Ese impertinente aparato que amamos

Antes, cuando no había teléfonos móviles, vivíamos mejor. Digan lo que digan. Uno se enteraba de las cosas donde se tenía que enterar: en casa o en la oficina. Ningún impertinente aparato interrumpía un café o una tarde playa. En circunstancias normales, nada perturbaba, por ejemplo, esa colección de momentos del día dedicados al arte del aseo personal. Los tiempos muertos de la jornada –el transporte público, la sala de espera del dentista o la cola de Hacienda- los aliñábamos con una lectura reconfortante o reflexionando sobre el concejal de turno, el ruidoso torno o cómo llegar a final de mes.

Tampoco publicitábamos nuestra intimidad, manteniendo conversaciones privadas en lugares públicos. Nos importaba un pimiento la cobertura. No dependíamos de un enchufe y un cargador. No tecleábamos telegramas absurdos de forma compulsiva. No contratábamos planes de verano que permiten hablar cien minutos al día con otra persona, porque, sinceramente, nadie normal tenía tantas cosas que contar, ni tanto tiempo que perder. No nos bajábamos “logos” y “melodías”. Y no nos dejábamos timar tan fácilmente por concursos amañados de la tele o Internet. No atendíamos tantas llamadas de gente desconocida –no siempre agradables- que nunca se atreverían a llamar a casa.

Sería injusto no reconocer algunas ventajas de este aparato. Las vidas que ha salvado –aunque también ha segado más de una...-, los viajes de la tienda a casa y de casa a la tienda que nos ha ahorrado, los amigos que nos ha ayudado a conservar o el dinero que, en algunas ocasiones, hemos logrado ahorrar.

Pero, sobre todo, antes del teléfono móvil, no éramos tan horteras. Cuestión altamente importante para el porvenir de una sociedad moderna. Y es que antes el teléfono de casa sonaba con un “ring” y los primeros móviles –más bien “zapatófonos”- sonaban con repetidos “pi pi pi”. Pero hoy, en este aspecto, hemos perdido los papeles.

Tengo un amigo que siempre que hablamos de teléfonos móviles o situaciones comprometidas me cuenta la misma historia. Cierta y espeluznante. Una familia y sus más íntimos amigos acudían al entierro de una señora tristemente fallecida horas antes. Entre los llantos y ese frío silencio que invade tan arduos momentos sólo destacaba el ruído de la espátula del albañil al cerrar el nicho. En ese momento, desde un bolsillo del mono azul, el móvil del operario comenzó a sonar. Para desconsuelo definitivo de los asistentes, este inoportuno personaje, se había bajado días antes una nueva canción para su teléfono: “La cucaracha, la cucaracha ya no puede caminar....”. Las reacciones fueron variadas. Los más afectados se vieron sumergidos en un dolor aún mayor y los más frívolos no pudieron evitar una leve carcajada. Esa inoportuna risa estúpida e incontenible que surje siempre en el peor momento hizo pasar a alguno de los asistentes el peor rato de su vida.

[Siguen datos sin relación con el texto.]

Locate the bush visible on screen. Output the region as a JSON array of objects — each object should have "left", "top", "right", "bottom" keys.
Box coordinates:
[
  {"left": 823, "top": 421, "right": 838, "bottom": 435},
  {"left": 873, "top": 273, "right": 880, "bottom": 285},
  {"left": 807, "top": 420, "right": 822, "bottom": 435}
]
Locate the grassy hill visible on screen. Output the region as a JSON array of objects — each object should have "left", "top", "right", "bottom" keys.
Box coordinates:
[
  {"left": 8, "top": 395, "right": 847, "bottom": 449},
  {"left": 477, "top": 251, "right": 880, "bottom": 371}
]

Conocidos estos terribles hechos, deberíamos reconsiderar un poco nuestra relación con el teléfono móvil. ¿Cuántas veces Paquito El Chocolatero, los gritos de El Fari o el “¿Qué pasa Neng?” nos han hecho pasar una inolvidable vergüenza en conferencias, en oficios religiosos o en el cine? Cuando uno elige una melodía para el teléfono lo suele hacer sentado pacíficamente en un sillón de su casa. Pero conviene recordar que el móvil nunca suena en esas circunstancias, sino en sitios mucho más inoportunos.

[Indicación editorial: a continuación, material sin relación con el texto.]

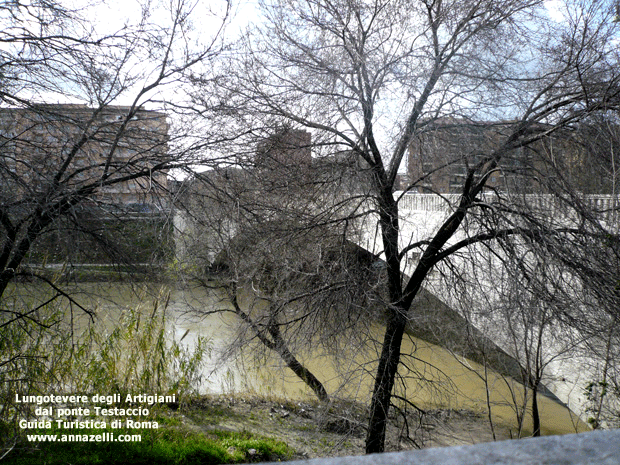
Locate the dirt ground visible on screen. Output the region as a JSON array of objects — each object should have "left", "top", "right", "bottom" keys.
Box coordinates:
[{"left": 177, "top": 394, "right": 516, "bottom": 460}]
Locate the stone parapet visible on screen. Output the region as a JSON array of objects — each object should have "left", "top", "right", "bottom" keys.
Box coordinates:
[{"left": 262, "top": 430, "right": 620, "bottom": 465}]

Aquel albañil se merece el bochorno que tuvo que sufrir, por la horterada supina de poner la melodía de La Cucaracha en su teléfono. Pero al margen de esto, la familia tenía derecho a un entierro digno y respetuoso. Así que invito a los lectores a que hagan un esfuerzo por la discrección y el buen gusto y frenemos entre todos esta nueva lacra de cursilería y mala educación que se cierne sobre nuestras orejas. Están a tiempo, escapen de los tonos polifónicos.